Businesses need to actively support the advancement of women – through their internal and public policies, as well as through Corporate Social Investment (CSI) programmes. CSI should not be viewed as a tick box exercise but rather a powerful tool with the ability to transform society.
The public sector needs to address female financial inclusion as a priority
The FSCA is mandated to drive financial inclusion, while the Financial Sector Charter exists to promote access to financial services, supported by financial education. However, these initiatives are aimed at SA society at large, and not solely concerned with female advancement.
One study into the financial inclusion and women’s empowerment in South Africa, which looked specifically at female entrepreneurs in Gauteng, clearly articulated the need for government to create and implement strategic policies and programmes specifically aimed at women as a priority, with a clear monitoring and evaluation framework in place, to analyse the success of all financial inclusion programmes.
One trailblazer leading the way in measuring the real impact of funded programmes is Next Generation founder Reana Rossouw, creator of the Investment Impact Index. I recently attended a Masterclass on Impact Management and Measurement with representatives in government, large funders, non-profit organisations and corporates. The room was filled with hope, and one could feel the tide turning towards measured impact for a better society.

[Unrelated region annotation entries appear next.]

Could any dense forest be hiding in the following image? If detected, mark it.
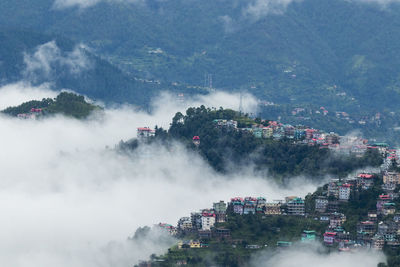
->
[120,106,382,180]
[2,92,101,119]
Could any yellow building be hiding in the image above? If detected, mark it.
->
[189,240,201,248]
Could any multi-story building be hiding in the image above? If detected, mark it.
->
[383,172,400,185]
[324,232,336,246]
[339,184,351,201]
[329,212,346,229]
[262,127,274,138]
[190,212,201,229]
[357,173,374,190]
[382,202,396,216]
[201,210,215,230]
[256,197,267,213]
[264,203,282,215]
[315,196,329,213]
[213,200,227,223]
[178,217,192,231]
[357,221,376,235]
[137,127,156,138]
[231,197,244,215]
[376,195,391,215]
[301,230,316,242]
[287,197,305,216]
[328,181,339,198]
[243,197,257,214]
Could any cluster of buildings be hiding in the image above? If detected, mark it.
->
[17,108,43,120]
[314,146,400,251]
[137,127,156,139]
[214,118,371,155]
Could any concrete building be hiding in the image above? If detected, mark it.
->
[287,197,305,216]
[315,196,329,213]
[383,172,400,185]
[201,210,216,230]
[339,184,351,201]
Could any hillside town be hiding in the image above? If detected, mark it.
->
[137,119,376,157]
[143,144,400,266]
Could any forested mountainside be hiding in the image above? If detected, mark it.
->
[0,0,400,111]
[0,29,192,104]
[1,92,101,119]
[118,106,382,183]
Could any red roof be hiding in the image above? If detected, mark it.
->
[324,232,336,236]
[358,173,373,179]
[138,127,152,132]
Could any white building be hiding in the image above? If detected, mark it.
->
[339,184,351,200]
[201,211,215,230]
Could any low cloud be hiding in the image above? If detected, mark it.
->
[350,0,400,6]
[53,0,141,9]
[0,84,317,267]
[243,0,302,20]
[23,41,91,81]
[251,243,386,267]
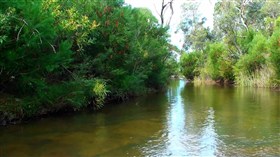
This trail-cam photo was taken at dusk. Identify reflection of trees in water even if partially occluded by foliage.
[181,85,280,155]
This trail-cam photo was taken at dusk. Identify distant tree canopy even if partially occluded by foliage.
[181,0,280,87]
[0,0,177,117]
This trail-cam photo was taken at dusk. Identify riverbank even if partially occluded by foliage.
[0,88,164,126]
[0,80,280,157]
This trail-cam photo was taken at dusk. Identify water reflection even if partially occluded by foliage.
[164,80,187,156]
[143,80,219,156]
[0,80,280,157]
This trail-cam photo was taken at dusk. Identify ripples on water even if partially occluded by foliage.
[0,80,280,157]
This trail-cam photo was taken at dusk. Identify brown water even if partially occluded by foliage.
[0,80,280,157]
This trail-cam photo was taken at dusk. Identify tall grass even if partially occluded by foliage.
[235,65,279,88]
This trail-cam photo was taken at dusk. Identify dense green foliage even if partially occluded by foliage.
[180,0,280,87]
[0,0,174,120]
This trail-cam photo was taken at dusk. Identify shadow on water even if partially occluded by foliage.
[0,80,280,157]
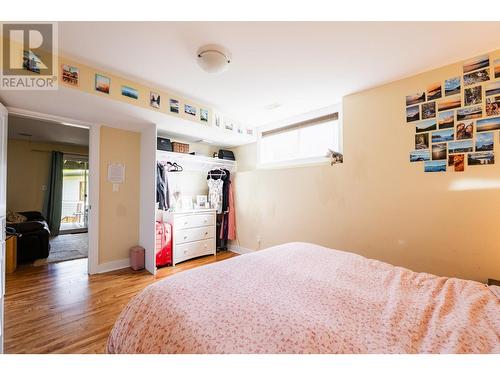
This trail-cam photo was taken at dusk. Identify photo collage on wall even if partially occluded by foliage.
[60,64,254,136]
[405,55,500,172]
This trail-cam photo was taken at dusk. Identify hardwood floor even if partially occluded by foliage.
[4,251,238,353]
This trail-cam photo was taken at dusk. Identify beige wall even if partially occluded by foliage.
[7,139,88,211]
[235,51,500,281]
[99,127,141,263]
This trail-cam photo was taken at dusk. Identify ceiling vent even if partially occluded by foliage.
[197,44,231,74]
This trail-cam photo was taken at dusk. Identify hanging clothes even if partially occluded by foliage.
[156,162,170,211]
[207,178,224,214]
[219,181,236,241]
[227,183,236,241]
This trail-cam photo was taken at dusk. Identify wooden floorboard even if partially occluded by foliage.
[4,251,237,353]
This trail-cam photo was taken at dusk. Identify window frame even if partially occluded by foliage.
[257,104,344,169]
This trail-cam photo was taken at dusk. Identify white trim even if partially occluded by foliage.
[95,258,130,273]
[87,125,101,275]
[7,107,96,129]
[139,124,156,275]
[257,156,329,169]
[7,107,101,275]
[227,244,257,254]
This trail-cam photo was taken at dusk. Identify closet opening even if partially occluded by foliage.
[154,135,237,268]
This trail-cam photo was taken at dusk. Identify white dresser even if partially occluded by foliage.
[163,209,217,265]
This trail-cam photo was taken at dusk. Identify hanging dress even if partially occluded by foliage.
[207,178,224,214]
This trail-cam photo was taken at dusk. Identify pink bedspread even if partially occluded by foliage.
[108,243,500,353]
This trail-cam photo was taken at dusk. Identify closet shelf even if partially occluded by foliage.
[156,150,237,173]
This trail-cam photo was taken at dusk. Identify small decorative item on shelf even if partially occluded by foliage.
[326,149,344,165]
[172,142,189,154]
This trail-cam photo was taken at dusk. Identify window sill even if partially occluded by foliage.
[257,157,330,169]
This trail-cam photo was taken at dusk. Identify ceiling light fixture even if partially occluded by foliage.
[197,44,231,73]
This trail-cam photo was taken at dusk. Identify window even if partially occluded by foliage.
[259,113,340,167]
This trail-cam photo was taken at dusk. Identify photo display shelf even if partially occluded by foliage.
[405,55,500,172]
[156,150,237,173]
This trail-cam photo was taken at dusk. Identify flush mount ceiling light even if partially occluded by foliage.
[197,44,231,73]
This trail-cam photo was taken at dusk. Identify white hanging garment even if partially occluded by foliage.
[207,178,224,214]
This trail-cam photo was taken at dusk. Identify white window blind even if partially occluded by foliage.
[259,113,340,165]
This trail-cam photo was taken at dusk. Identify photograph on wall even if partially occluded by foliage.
[122,86,139,99]
[455,121,474,141]
[476,117,500,132]
[438,95,462,111]
[467,151,495,165]
[62,64,80,86]
[486,96,500,116]
[464,69,490,86]
[170,99,179,113]
[416,120,437,133]
[23,50,43,74]
[484,81,500,96]
[457,105,483,121]
[438,111,455,129]
[448,139,474,154]
[475,132,493,151]
[214,112,222,128]
[464,55,490,73]
[415,133,429,150]
[406,92,425,107]
[432,143,446,160]
[149,91,161,108]
[424,161,446,172]
[200,108,208,122]
[184,104,196,116]
[406,105,420,122]
[432,128,455,143]
[410,150,431,163]
[464,86,483,106]
[224,121,234,131]
[422,102,436,120]
[95,74,111,94]
[427,82,442,100]
[448,154,465,172]
[444,77,460,96]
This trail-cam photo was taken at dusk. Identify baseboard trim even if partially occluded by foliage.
[228,244,255,254]
[96,258,130,273]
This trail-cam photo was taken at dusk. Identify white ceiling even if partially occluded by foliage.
[59,22,500,126]
[8,115,89,146]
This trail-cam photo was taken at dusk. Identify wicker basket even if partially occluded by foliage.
[172,142,189,154]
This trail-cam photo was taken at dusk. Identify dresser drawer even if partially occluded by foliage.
[174,214,215,230]
[174,225,215,245]
[174,238,215,263]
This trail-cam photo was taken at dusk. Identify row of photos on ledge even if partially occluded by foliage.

Women’s mindsets need to change
Finally, let’s not discount the critical role of our own mindset. Recent research conducted by Momentum for its #SheOwnsHerSucess Women’s Month workshops found that “Women, particularly those who double as parents or caregivers, can falsely believe that saving for retirement or other goals is selfish when loved ones need the money today.”
Interestingly, while the research was conducted among a more affluent sample, with the majority of respondents spread among middle and junior management positions, participants still gave themselves a ‘low’ ranking when it came to their financial success, defined by their money management skills, financial literacy, and financial capability.
The respondents listed certain self-limiting barriers standing in the way of them owning their success: they felt that there was a certain “maleness” to shouting about their achievements; they didn’t prioritise themselves; a lack of confidence; and that there was a feeling of shame attached to finding success when other women still battled.
Yet as noted by Samke Mhlongo, founder of The Next Chapter Wealth Partners and one of the speakers at Momentum’s Financial Success workshop; to enjoy success, we first need to heal ourselves. This starts with changing our own beliefs around what we deserve – and what we are capable of. And we all play a role in driving this change.
Claire Klassen is consumer financial education specialist at Momentum Metropolitan.